The binary numeral system as we are familiar with it today was shaped by Gottfried Leibniz and other mathematicians in the 16th and 17th centuries. However, the idea of binary traces back before that, all the way to ancient Egypt.

Binary In Ancient Egypt

Early forms of a binary fractional system appeared in documents dated to the fifth dynasty of Egypt around 2400 BC and were later developed in full hieroglyphic form in the nineteenth dynasty of Egypt around 1200 BC. In this fractional system, one of two that the ancient Egyptian scholars used, one would measure portions of a heqat (a unit of volume) by adding together fractions whose denominator was a power of two (1/2, 1/4, 1/8, 1/16, 1/32, and 1/64). These are known as the Horus-Eye fractions to today’s mathematical historians. Some believe the symbols used in this system could be arranged to form the eye of Horus.

Besides the Horus-Eye fractions, which share binary’s powers of two, the ancient Egyptians also used binary for multiplication. The Rhind Mathematical Papyrus, dating to 1650 BC, outlines a multiplication method very similar to Horner’s method in the previous article. In this method, you perform the multiplication of two numbers by either doubling or adding the first number to itself to achieve a product according to the binary representation of the second number.

Binary In Ancient China

In the 9th century BC, China developed its own version of binary, though not necessarily for mathematical purposes. The I Ching (or Yi Jing, 易經), which translates to the Book Of Changes, or Classic Of Changes, serves as a text for divination and classical Chinese thought/cosmology. This text is based on the Taoistic duality of yin and yang and uses a form of cleromancy based on eight trigrams (Bagua) and sixty-four hexagrams (Gua). If we look at those two diagram systems as powers of two (and convert them to binary) we can see that, including zero, they equate to three-digit and six-digit binary numerals.

In fact, during the Song Dynasty, scholar Shao Yong (邵雍) rearranged the hexagrams in a format that can be read today, unintentionally by Yong, as a sequence of binary representations. If you read solid lines as zero and broken lines as one, you can read from the bottom right to the top left of Shao Yong’s square a sequence of binary numerals counting from zero to sixty-three. Below is a reproduction of Yong’s square:

Binary In West Africa And Europe

China wasn’t the only country that founded a divination system related to binary. There is also the Ifá, a Yoruba religion and as used here a system of divination. This system uses a sixteen-principle organization identified by four slots of binary values. This practice has its earliest origins in West Africa and is still observed today by many including the notable actor Xolo Maridueña.

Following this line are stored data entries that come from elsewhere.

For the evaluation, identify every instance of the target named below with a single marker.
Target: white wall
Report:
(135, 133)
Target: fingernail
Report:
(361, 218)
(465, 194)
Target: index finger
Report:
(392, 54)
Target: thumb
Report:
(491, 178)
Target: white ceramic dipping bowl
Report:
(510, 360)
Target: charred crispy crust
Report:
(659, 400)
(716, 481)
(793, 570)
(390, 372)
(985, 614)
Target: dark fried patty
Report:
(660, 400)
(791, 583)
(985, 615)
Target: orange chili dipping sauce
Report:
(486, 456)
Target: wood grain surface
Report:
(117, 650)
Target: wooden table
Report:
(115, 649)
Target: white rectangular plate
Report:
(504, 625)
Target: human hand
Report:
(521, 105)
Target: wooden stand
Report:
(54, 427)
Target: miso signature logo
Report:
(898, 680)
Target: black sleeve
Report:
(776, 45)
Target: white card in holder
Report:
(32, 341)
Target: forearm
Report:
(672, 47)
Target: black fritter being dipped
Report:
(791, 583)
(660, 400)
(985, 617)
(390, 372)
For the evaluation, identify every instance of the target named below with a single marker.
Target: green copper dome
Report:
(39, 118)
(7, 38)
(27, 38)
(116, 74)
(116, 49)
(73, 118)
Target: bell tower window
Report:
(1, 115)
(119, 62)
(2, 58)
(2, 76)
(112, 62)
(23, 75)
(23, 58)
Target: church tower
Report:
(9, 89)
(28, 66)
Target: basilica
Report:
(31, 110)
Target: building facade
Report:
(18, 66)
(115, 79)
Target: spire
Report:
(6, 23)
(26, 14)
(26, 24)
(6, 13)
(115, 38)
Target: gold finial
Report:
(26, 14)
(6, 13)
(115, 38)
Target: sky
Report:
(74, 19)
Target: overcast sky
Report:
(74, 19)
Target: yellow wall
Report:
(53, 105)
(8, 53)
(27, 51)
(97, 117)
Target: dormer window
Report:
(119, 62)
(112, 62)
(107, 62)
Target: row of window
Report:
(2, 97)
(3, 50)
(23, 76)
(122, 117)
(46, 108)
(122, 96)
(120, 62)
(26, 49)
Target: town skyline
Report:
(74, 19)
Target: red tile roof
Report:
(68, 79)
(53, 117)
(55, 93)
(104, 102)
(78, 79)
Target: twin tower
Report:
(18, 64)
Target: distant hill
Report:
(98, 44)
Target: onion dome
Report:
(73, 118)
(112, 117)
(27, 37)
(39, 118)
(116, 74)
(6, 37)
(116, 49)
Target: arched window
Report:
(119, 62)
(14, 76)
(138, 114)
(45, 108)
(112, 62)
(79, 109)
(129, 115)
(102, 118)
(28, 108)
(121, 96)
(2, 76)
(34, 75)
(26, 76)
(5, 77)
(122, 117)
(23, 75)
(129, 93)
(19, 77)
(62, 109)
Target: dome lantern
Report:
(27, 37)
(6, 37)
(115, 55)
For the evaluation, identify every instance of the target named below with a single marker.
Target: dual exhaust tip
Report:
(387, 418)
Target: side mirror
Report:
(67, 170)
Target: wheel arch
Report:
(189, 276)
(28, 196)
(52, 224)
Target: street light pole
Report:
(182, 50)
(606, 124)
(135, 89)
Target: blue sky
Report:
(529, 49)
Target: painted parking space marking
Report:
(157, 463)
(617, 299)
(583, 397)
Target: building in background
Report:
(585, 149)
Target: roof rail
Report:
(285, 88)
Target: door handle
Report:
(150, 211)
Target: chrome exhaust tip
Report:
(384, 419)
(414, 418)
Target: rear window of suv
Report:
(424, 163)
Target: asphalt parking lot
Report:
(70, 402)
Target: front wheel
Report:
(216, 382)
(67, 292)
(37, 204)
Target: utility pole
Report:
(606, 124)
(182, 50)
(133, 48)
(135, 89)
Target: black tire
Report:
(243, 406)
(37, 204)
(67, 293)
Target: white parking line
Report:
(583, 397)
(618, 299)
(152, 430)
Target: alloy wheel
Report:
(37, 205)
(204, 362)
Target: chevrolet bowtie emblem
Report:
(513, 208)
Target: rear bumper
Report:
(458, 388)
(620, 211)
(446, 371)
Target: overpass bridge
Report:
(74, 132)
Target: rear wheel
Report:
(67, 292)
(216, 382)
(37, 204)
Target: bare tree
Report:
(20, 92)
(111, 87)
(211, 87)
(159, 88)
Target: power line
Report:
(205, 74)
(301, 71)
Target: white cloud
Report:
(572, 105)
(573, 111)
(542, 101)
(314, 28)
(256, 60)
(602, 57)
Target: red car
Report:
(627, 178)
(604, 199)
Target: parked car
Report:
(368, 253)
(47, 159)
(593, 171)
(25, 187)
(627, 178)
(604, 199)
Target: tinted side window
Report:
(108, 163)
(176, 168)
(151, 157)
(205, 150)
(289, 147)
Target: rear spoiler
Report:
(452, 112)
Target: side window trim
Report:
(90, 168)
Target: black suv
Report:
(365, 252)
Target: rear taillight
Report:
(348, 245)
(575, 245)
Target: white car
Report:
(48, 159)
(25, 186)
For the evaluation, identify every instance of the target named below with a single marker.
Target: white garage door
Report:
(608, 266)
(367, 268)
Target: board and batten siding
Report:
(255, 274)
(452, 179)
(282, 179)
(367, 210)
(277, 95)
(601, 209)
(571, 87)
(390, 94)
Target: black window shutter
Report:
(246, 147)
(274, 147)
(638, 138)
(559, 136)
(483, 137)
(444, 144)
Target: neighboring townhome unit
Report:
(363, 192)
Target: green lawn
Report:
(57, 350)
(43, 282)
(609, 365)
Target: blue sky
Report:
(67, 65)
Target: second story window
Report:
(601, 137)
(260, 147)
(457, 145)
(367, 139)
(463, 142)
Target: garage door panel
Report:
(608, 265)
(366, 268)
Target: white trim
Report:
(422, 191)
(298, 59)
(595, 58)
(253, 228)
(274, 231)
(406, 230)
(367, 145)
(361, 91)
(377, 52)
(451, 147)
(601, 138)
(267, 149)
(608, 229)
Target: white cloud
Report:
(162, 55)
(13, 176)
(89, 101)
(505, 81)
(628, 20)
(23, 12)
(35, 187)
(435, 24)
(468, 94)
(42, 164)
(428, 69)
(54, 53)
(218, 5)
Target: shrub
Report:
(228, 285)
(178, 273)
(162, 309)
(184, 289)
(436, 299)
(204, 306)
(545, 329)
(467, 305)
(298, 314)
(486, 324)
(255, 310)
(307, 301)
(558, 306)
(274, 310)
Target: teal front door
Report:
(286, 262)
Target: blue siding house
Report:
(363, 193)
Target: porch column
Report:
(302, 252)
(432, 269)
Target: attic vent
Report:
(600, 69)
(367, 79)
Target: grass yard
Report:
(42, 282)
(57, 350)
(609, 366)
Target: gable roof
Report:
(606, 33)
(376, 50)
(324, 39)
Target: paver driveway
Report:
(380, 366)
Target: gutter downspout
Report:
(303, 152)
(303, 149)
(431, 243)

On the Western side, there was the practice of geomancy, from the Late Greek geōmanteía, translating as “foresight by the earth.” This system of divination was based on a randomized generation of sixteen geomantic figures, four rows each containing a binary value of one or two dots. Geomancy itself can be traced back further into Arabic traditions, with the original names of the figures traditionally given in Arabic.

Binary In Ancient India

In the 2nd century BC, binary numbers emerged in India. In studying and describing prosody, being the study of meter in poetry and verses, the Indian scholar Pingala encoded short and long syllables into two different values. In his classic Chandaḥśāstra (“science of meters” in Sanskrit) he describes forming a matrix with these values to give a unique value to each meter. Unlike the binary we’ve been presenting, Pingala’s binary is read from left to right, increasing in value towards the right. His system also begins at one, instead of zero, where 00002 would equal 110.

Binary As We Know It Today

This brings us to the second most famous scholar of binary, Gottfried Leibniz. There were predecessors to Leibniz, such as Ramon Llull (who endeavored after a universal science called ‘ars generalis’), Francis Bacon (as a cipher), and John Napier (in his non-positional location arithmetic), but after George Boole, Leibniz is probably the most famous of Western philosophers to have embraced binary.

Leibniz admired and studied Chinese culture and was fascinated by the relation of the hexagrams (in Fuxi order above) to binary number representations one through sixty-three. His paper Explication de l’Arithmétique Binaire, published in 1703 (three years after Lobkowitz’s publication of a similar system), outlined the traditional binary positional notation we use today with increasing powers of two extending to the left.

Influenced by Llull’s arrangement of his Ars Generalis with binary combinations, Leibniz positioned his concepts on binary as central to his own ambitious version of Llull’s work, the Characteristica Universalis being a framing of the whole of reality in intellectual terms. Leibniz believed the way Llull had constructed his alphabet was too limiting and proposed another alternative and broader alphabet which used numbers rather than letters. These ideas would go on to influence his intellectual successors George Boole and Gottlob Frege in their forming of modern symbolic logic.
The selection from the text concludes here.